Jeudi est sorti un livre blanc regroupant 60 propositions pour aider le sport féminin. L’une d’elle propose que le sport masculin reverse sous une forme à définir une partie de ses bénéfices. C’est la bonne direction?

Je ne pense pas que ça passe automatiquement par le transfert d’argent. C’est une prise de conscience que je souhaite accompagner. Au-delà des mots, ça veut dire aussi s’attacher au statut des sportives, qui n’est pas encore assez reconnu dans toutes les fédérations. Il faut aussi promouvoir le sport féminin à la télévision.

Une femme pour entraîner Clermont, c’est un coup de boost?

Oui, mais c’est marrant: il y a des hommes qui coachent des féminines et ça ne fait pas le buzz. Il faut qu’à terme ça devienne normal et banal.

Une arena à Paris, un stade de rugby… Où sont les priorités en termes d’infrastructures?

Il manque à Paris une infrastructure de style Arena, qui peut accueillir entre 8.000 et 12.000 personnes. On ne peut pas se satisfaire de Coubertin ou de la Halle Carpentier, qui apparaissent d’un autre temps. Il y a un projet qui va voir le jour. Sur quel financement? Il n’est pas arrêté, mais je laisse le soin à la ville de Paris de l’organiser. Pour le rugby, il y a plusieurs enjeux sur ce stade. Il y a celui de l’enjeu sportif, mais principalement un enjeu d’aménagement du territoire. Quand vous regardez le dossier, ce n’est pas qu’un stade de rugby, c’est un lieu de manifestations et d’évènementiel.

Le Stade de France, le Parc des Princes, les stades Jean-Bouin et l’Arena 92… Ce n’est pas trop?

C’est une histoire de logique financière. Vous pourriez en avoir 10, si les 10 arrivent à trouver un équilibre financier. Je fais confiance aux personnes qui décident d’investir pour comprendre qu’ils ne seront pas perdants.

Paris pourrait être candidat à l’organisation des JO 2024. Est-ce bien raisonnable financièrement en temps de crise?

Vous ne parlez que de la colonne dépense. C’est vrai qu’elles augmentent de plus en plus, mais on ne peut pas parler d’un dossier comme celui-ci si on n’entrevoit pas la colonne recette. Le bilan des JO de Londres amène un bénéfice pour le comité d’organisation. S’il y a vraiment un dossier sensible c’est celui-ci, il faut éviter les effets d’annonce. Là, il manque un travail préparatoire qui n’est pas fait et qui va se faire. Après une décision devra être prise.
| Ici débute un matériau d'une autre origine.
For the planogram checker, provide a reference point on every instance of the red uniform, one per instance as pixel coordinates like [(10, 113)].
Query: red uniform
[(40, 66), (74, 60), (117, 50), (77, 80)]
La France est-elle encore capable d’organiser des Jeux olympiques?

La France est un grand pays. On va organiser de façon magistrale l’Euro 2016. Quand on voit les dernières organisations qui ont eu lieu, jamais un pays n’a été aussi prêt en avance de l’événement. Arrêtons de dire qu’on n’est pas bon. Au contraire, là on montre qu’on peut être les meilleurs.